هَتَفَ العِلمُ بالعمَلِ فَإنْ أجابَهُ وإلّا ارْتَحَلَ (رواه السيوطي في جياد المسلسلات بإسناد فيه رجال مجهولون)

‘Knowledge calls out to action. If it responds to it [then it stays], but otherwise it departs.” [ʿAli ibn Abi Talib, d. 661CE]

This is the last narration in Suyuti’s (d. 1505CE) compilation Jiyad al-Musalsalat. The musalsalat genre in hadith comprises narrations whose isnads (chains of narration) contain a pattern repeated at multiple generations in the chain, e.g. each narrator having the same name, or performing the same action while narrating the hadith.

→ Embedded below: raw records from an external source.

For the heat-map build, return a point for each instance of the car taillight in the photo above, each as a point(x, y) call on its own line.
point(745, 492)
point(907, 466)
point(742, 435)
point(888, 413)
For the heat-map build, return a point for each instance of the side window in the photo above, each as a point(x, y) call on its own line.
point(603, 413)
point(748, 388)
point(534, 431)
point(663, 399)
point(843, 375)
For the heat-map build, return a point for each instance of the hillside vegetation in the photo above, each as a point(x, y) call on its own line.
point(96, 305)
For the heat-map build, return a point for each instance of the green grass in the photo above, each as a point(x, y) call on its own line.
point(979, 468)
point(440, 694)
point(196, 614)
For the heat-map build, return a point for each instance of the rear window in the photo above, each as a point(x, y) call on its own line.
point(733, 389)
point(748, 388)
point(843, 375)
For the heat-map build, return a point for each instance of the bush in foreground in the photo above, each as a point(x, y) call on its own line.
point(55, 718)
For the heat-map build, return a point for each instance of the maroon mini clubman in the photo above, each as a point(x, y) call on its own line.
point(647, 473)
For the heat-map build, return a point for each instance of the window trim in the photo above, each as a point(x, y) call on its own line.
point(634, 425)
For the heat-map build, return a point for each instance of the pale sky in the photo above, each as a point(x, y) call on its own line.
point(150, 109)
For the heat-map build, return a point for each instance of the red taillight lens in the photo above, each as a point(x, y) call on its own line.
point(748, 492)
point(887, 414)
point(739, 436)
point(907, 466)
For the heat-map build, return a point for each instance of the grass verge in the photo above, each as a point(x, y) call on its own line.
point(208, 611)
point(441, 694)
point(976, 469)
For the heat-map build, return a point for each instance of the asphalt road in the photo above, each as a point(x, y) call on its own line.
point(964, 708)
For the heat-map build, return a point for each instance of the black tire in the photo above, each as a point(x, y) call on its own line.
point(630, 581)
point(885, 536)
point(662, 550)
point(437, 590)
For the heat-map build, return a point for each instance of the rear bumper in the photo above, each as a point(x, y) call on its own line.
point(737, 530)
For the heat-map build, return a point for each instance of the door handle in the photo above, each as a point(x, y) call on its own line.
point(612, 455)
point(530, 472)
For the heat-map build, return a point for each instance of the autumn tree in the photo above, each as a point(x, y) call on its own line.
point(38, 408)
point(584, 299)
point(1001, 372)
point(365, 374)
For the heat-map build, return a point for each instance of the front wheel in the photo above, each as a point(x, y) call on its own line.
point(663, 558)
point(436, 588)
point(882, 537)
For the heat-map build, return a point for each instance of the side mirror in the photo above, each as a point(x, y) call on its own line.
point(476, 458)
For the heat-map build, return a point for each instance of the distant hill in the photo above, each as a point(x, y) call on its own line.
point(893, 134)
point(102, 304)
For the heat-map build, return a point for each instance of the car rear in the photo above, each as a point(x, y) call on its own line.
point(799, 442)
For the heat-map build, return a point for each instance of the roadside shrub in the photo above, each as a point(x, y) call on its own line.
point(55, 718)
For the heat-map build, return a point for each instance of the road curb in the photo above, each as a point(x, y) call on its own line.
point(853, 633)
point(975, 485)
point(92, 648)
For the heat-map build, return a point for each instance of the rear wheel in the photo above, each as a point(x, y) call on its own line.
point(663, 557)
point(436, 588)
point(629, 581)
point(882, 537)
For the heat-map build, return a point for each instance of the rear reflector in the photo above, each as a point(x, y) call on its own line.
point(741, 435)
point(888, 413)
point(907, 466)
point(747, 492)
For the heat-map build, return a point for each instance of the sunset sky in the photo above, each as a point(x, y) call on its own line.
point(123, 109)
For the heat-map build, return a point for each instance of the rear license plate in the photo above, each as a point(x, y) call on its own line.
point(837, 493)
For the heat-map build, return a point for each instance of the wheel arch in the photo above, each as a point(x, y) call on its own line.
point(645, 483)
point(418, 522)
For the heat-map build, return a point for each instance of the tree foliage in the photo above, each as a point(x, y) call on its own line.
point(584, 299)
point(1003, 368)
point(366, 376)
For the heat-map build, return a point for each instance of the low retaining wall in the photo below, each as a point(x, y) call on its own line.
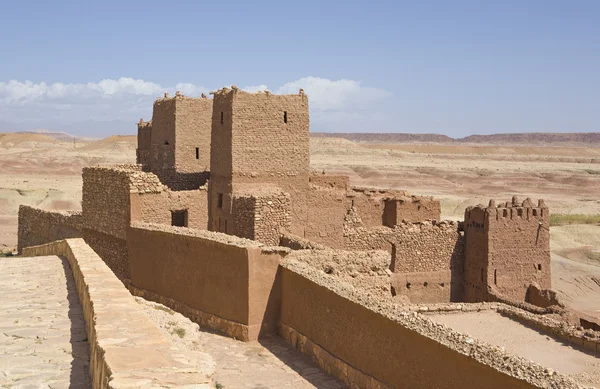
point(37, 226)
point(227, 283)
point(127, 350)
point(368, 343)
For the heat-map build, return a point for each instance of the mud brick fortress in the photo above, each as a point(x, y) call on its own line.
point(223, 220)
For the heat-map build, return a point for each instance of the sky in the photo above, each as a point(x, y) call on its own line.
point(455, 67)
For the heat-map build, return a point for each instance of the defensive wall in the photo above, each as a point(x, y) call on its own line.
point(317, 300)
point(507, 249)
point(175, 144)
point(126, 349)
point(244, 126)
point(113, 197)
point(37, 226)
point(221, 281)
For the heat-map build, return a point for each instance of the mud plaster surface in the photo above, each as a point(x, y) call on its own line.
point(495, 329)
point(43, 341)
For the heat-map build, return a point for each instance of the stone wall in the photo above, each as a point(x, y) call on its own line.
point(127, 349)
point(260, 213)
point(514, 251)
point(105, 198)
point(259, 138)
point(367, 270)
point(368, 343)
point(352, 219)
point(144, 146)
point(176, 144)
point(112, 250)
point(226, 282)
point(37, 226)
point(410, 210)
point(329, 181)
point(157, 207)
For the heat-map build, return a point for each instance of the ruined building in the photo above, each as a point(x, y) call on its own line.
point(223, 220)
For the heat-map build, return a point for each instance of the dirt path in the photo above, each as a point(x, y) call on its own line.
point(578, 284)
point(268, 364)
point(43, 341)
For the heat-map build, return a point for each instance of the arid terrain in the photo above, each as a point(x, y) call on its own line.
point(45, 171)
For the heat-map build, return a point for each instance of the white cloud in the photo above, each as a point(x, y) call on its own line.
point(336, 105)
point(326, 95)
point(255, 88)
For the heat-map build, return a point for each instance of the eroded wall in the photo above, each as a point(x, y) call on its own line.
point(105, 199)
point(259, 138)
point(37, 226)
point(231, 278)
point(359, 341)
point(157, 207)
point(178, 149)
point(512, 249)
point(260, 213)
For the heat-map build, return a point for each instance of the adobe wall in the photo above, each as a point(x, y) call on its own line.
point(105, 199)
point(116, 195)
point(329, 181)
point(352, 219)
point(37, 226)
point(163, 134)
point(519, 249)
point(511, 251)
point(326, 212)
point(367, 270)
point(144, 146)
point(244, 125)
point(367, 343)
point(193, 130)
point(260, 213)
point(228, 283)
point(111, 249)
point(175, 145)
point(127, 349)
point(411, 209)
point(156, 207)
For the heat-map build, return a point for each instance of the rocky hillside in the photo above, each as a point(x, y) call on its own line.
point(588, 139)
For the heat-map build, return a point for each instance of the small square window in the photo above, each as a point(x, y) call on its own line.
point(179, 218)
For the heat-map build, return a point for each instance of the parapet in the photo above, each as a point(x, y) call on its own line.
point(234, 90)
point(329, 181)
point(479, 215)
point(142, 125)
point(139, 181)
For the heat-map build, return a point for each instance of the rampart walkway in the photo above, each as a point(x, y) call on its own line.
point(43, 342)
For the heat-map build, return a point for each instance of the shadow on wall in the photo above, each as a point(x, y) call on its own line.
point(180, 181)
point(457, 268)
point(80, 348)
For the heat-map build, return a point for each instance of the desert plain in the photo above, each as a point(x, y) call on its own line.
point(43, 170)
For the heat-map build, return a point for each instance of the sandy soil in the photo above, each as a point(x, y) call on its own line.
point(41, 171)
point(518, 339)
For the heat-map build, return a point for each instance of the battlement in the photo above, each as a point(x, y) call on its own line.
point(480, 216)
point(234, 90)
point(178, 97)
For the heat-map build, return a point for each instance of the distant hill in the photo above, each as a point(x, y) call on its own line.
point(384, 137)
point(548, 138)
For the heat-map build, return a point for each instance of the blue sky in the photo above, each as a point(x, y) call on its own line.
point(454, 67)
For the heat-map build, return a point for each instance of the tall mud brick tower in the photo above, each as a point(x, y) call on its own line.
point(175, 145)
point(507, 248)
point(259, 155)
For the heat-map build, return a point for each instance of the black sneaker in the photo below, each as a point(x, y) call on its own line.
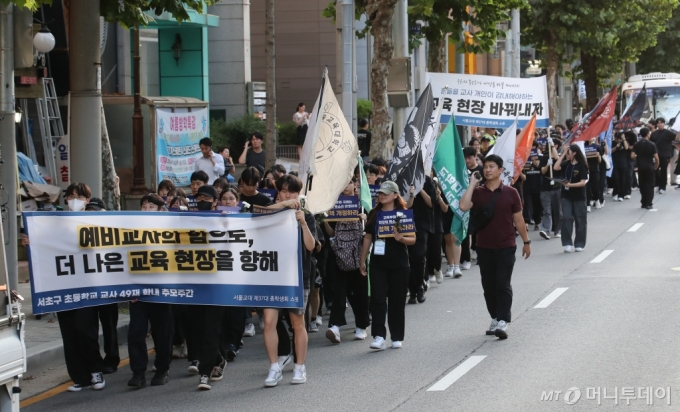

The most common musalsal hadith is the ‘Hadith of Firstness,’ “The merciful ones will be treated mercifully by the Source of Mercy (God). Be merciful to those upon the earth, [that] [God] who is in (i.e. above) Heaven be merciful to you.” Since the time of Sufyan ibn ʿ Uyayna (d. 815CE / 198H), it has been a tradition that the “hadith of Firstness” be the first hadith that a student hears from his hadith teacher.

The above quote from ʿAli has 9 successive narrators each saying, “My father told me that ….” Most of these hadiths have weak chains of narration. The above quote from Ali contains a number of narrators about whom we do not know much (i.e. we don’t know how reliable they were). The most reliable (sahih) musalsal hadith is that it which each narrator recites Surat al-Saff after narrating the hadith.

Suyuti compiled 85 musalsal narrations in his book al-Musalsalat al-Kubra, and then selected 25 of the best of these for the compilation Jiyad al-Musalsalat. Note that ‘the best 25 of the 85’ does not necessarily mean that they are all reliable (sahih); some are, but others are merely stronger than the rest.

These musalsal hadiths continue to be transmitted to this day with the patterns replicated, and are a type of collector’s item for students of hadith. i.e. these hadiths are fun!

Suyuti probably chose to end the book with this quote from ʿAli in order to remind us that the main objective of acquiring Islamic knowledge is to act on it; to become a better person, to contribute positively to the world, and to grow in love for God. i.e. You can have fun (including dabbling in musalsal hadiths), but at the end of the end of the day, make sure you have done something you can be proud of when you face God.